The election of tough-on-crime candidate Felipe Calderón to the Mexican presidency in 2006 unleashed a major federal crackdown on the drugs trade. This helped foment a bloody six-year war for supremacy among splintering factions of numerous drug-trafficking groups; all were seeking to take advantage of the weakening of the powerful Beltrán-Leyva Cartel, following its leader’s arrest in 2008.
But by 2011, a newly emboldened Sinaloa Cartel emerged as the winner. A so-called “Pax Sinaloa” descended on Mexico. Murder rates began dropping, and for a time, as President Enrique Peña Nieto replaced Calderón, El Chapo’s hold on power kept relative stability.
According to Justice for Mexico, the number of homicides nationwide plateaued at the lowest level in years from early 2013 through early 2015—just about the period when the Sinaloa Cartel’s dominance was at its height.
Credit: Justice for Mexico
Guzmán’s removal has done nothing to stem the flow of drugs across the US border. As of August, seizures of heroin, methamphetamine and fentanyl had already surpassed 2017 numbers. It has, however, led to a massive surge in violence that has left little of Mexico untouched.
“The breakup of the big cartels led to a criminal insurgency, because once these gangs were left without leaders and without the money they made from the sale of drugs, they turned to attacking society in general,” said Juan Alberto Cedillo, author of Las Guerras Ocultas del Narco (“The Hidden Drug Wars”), in a recent interview.
We should probably be grateful that the cartel was not more damaged by the capture of its one-time leader.
According to the US Treasury, the Sinaloa Cartel is nonetheless still one of the world’s most powerful drug trafficking organizations, with a presence in more than half of Mexico’s 31 states, and control of at least eight trafficking hubs (Plazas) along the nearly 375 miles of the US border. Its business connections are well established as far away as Asia.
And—counterintuitively to some—we should probably be grateful that the cartel was not more damaged by the capture of its one-time leader.

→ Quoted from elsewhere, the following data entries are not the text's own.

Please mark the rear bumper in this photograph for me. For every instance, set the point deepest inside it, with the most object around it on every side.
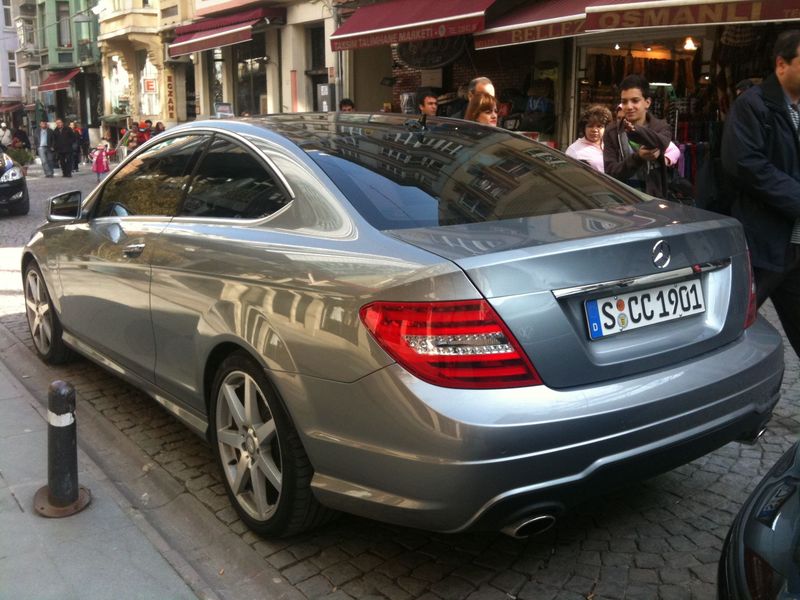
(396, 449)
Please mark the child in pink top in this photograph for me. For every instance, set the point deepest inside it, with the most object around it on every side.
(100, 160)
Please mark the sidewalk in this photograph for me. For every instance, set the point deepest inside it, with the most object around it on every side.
(107, 550)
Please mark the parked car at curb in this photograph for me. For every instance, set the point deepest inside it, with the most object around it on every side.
(13, 187)
(441, 325)
(761, 555)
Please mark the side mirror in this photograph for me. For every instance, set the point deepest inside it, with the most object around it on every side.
(64, 207)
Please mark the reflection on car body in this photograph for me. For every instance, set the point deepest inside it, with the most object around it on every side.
(761, 555)
(352, 314)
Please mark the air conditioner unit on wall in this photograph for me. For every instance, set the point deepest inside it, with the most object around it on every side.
(176, 60)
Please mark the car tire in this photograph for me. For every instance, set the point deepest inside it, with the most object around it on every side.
(43, 322)
(264, 466)
(23, 208)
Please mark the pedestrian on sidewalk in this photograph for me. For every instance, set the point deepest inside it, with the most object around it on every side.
(633, 148)
(42, 141)
(5, 135)
(63, 138)
(76, 145)
(99, 158)
(761, 156)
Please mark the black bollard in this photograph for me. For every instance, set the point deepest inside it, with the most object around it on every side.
(62, 496)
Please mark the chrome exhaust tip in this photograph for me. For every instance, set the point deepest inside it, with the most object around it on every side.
(751, 438)
(529, 526)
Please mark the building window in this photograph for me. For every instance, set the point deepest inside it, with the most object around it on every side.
(12, 67)
(64, 32)
(317, 47)
(216, 68)
(251, 75)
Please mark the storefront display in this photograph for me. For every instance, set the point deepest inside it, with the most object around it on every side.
(692, 74)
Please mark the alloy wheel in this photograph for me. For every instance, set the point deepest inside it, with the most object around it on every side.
(248, 445)
(39, 312)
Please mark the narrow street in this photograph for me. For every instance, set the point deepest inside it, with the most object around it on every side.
(655, 539)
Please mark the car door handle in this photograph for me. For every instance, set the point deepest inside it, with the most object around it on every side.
(133, 250)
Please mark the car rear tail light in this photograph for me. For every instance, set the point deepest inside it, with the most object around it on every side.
(752, 301)
(763, 582)
(460, 344)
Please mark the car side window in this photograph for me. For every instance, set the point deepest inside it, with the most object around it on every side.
(231, 183)
(154, 182)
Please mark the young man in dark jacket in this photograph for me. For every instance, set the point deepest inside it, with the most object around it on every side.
(633, 147)
(761, 156)
(63, 138)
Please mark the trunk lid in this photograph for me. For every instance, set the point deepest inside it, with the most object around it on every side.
(540, 272)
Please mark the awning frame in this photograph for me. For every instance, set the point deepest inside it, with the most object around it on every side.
(208, 40)
(58, 80)
(367, 27)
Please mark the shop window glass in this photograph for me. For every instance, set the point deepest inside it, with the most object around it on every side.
(232, 184)
(251, 75)
(153, 183)
(119, 86)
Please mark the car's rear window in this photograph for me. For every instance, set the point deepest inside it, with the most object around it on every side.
(399, 176)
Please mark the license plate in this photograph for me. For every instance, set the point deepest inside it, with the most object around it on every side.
(623, 312)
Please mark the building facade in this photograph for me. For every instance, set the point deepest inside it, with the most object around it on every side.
(58, 60)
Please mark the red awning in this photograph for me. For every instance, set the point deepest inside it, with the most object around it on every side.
(59, 80)
(532, 23)
(207, 34)
(624, 14)
(397, 21)
(217, 38)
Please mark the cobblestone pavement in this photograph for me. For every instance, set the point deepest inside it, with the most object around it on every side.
(655, 539)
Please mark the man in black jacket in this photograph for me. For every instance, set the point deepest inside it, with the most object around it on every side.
(633, 147)
(761, 154)
(63, 138)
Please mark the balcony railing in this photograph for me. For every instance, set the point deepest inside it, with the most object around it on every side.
(28, 60)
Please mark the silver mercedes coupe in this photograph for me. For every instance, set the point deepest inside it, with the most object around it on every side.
(436, 324)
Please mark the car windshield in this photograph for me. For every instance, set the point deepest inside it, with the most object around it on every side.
(399, 174)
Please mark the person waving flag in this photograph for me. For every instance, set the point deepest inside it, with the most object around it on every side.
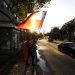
(34, 21)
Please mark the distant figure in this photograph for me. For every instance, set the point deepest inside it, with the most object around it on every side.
(32, 47)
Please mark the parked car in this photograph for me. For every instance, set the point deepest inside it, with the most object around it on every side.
(68, 48)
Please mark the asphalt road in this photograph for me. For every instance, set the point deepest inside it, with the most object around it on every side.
(54, 62)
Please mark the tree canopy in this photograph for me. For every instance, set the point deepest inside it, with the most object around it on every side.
(26, 6)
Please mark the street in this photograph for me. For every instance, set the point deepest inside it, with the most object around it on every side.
(50, 61)
(57, 62)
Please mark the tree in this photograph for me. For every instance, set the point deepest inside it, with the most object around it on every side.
(25, 6)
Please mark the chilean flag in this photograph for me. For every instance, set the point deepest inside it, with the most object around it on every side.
(33, 21)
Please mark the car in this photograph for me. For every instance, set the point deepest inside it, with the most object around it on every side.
(68, 48)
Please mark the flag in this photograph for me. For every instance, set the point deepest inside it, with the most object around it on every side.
(33, 21)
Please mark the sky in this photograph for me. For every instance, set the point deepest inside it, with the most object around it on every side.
(58, 13)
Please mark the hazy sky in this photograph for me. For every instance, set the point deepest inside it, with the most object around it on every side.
(58, 13)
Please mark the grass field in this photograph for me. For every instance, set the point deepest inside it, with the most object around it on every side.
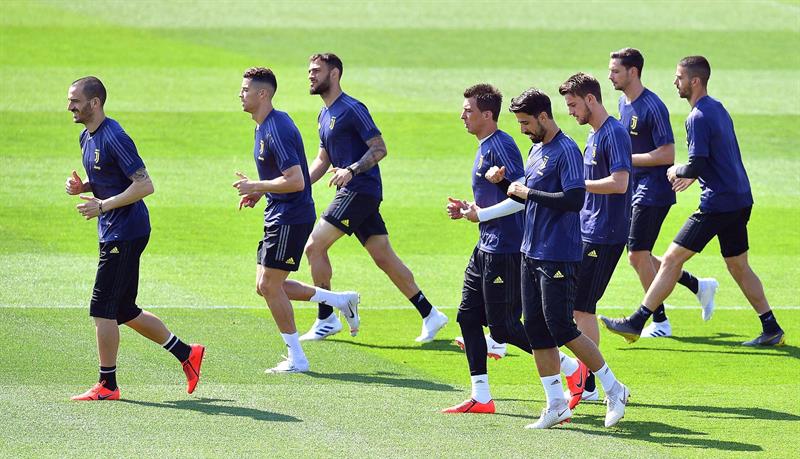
(173, 71)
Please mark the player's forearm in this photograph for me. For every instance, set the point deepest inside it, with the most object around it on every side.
(661, 156)
(375, 153)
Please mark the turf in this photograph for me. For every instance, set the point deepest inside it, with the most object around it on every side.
(173, 71)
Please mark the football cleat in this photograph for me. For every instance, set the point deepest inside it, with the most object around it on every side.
(350, 311)
(615, 404)
(551, 417)
(621, 327)
(471, 406)
(768, 339)
(657, 330)
(288, 366)
(576, 383)
(431, 326)
(323, 328)
(706, 289)
(98, 392)
(191, 367)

Scott Stewart, a former special agent with the US State Department who now analyzes Mexican cartels and other drug trafficking groups for the firm Stratfor, has written extensively on the so-called “balkanization” of Mexico’s drug trafficking groups, as well as their expansion into other criminal ventures, such as extortion and the theft of fuel. Most recently, offshoots of Cartel Jalisco Nueva Generación (CJNG) have been implicated in colluding with a tobacco firm to establish a monopoly in at least eight Mexican states.
Stewart says the fragmentation that has occurred is responsible for wreaking havoc on regional Mexican economies. “Just look at Guerrero State [a poppy growing region where several smaller cartels are town-by-town for territory]; you talk about freelancing and balkanization, the increased number of splinter groups there has forced businesses to pull out, so that’s why Pepsi and Coke pulled their business out of there,” he says. “You have one group extorting you one day and another the next. You don’t know who to pay.”
If stability in drug markets cuts violence, government regulatory regimes like the one just established for marijuana in Canada are probably the closest thing we have to a solution. Until they arrive, large-scale illegal organizations are our best hope.
“The ideal black market situation is one that is tranquil,” says Stewart. “When you have this level of competition that creeps in, it creates more and more friction points.”